15 January, 2023 Second Sunday, Year A

Some people today may be puzzled by John the Baptist referring to Jesus in today’s gospel as the “lamb of God”, since for most of us the lambs we see in the paddocks are cute, but weak and vulnerable to predators. You don’t hear of nations, or even sporting teams, adopting ‘lambs’ as their emblem. Why should John identify “the Chosen One of God” as the “lamb of God”?


The people for whom John was writing would have heard the “lamb of God” very differently to us. For those familiar with the Old Testament, the term “lamb of God” had extremely powerful resonances, especially in the suffering servant passages in Isaiah, as well as in the Exodus from Egypt.


Recall how Isaiah gives an astonishing account of the suffering servant who is beaten, arrested and put to death: “Like a lamb about to be slaughtered, like a sheep about to be sheared, he never said a word.” Yet by his endurance we are saved and forgiven by God (53:7).


Again at the Exodus from Egypt, we read of God sending a destroying angel to kill all the first born in the land, of people and animals, to force Pharaoh to release the Israelites from their bondage. Moses instructs the Israelites to take the blood of a lamb or kid and put it on the doorpost overnight to protect them from the angel of death (Ex. 12). This Passover became a defining feast for the Jewish people ever after, and it resonates in our Christian Eucharist as well.


So for us the “lamb of God” is indeed a term of great honour, not one of weakness but of incredible endurance and commitment by God in Jesus to our wellbeing and salvation. The symbol of the lamb is not one of threat or violence, but of innocence and solidarity with those in suffering.


Curiously in John’s gospel, there is no mention of him baptising Jesus. John even says he did not know Jesus, but recognised him from the sign of the Spirit descending on him. John speaks as a prophet witnessing to the true identity of Jesus as the Chosen One who takes away “the sin of the world”, the primordial disorder in all creation and in us.
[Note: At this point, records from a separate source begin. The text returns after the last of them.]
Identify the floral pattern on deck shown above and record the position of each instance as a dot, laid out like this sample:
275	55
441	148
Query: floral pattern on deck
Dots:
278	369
John witnesses the Holy Spirit coming down on Jesus, but the Spirit is not for Jesus alone. Jesus will baptise with the Holy Spirit, and so the Spirit will be alive in all the followers of Jesus.


John is intent on showing how the same Holy Spirit in Jesus is the very same Spirit animating the small and seemingly insignificant Christian communities of his day. He is urging the followers of Jesus to allow God’s Spirit to nudge them to be good news, with the ‘lamb of God’ as their emblem, capturing God’s intense personal commitment to our wellbeing, and calling us to a similar commitment to others.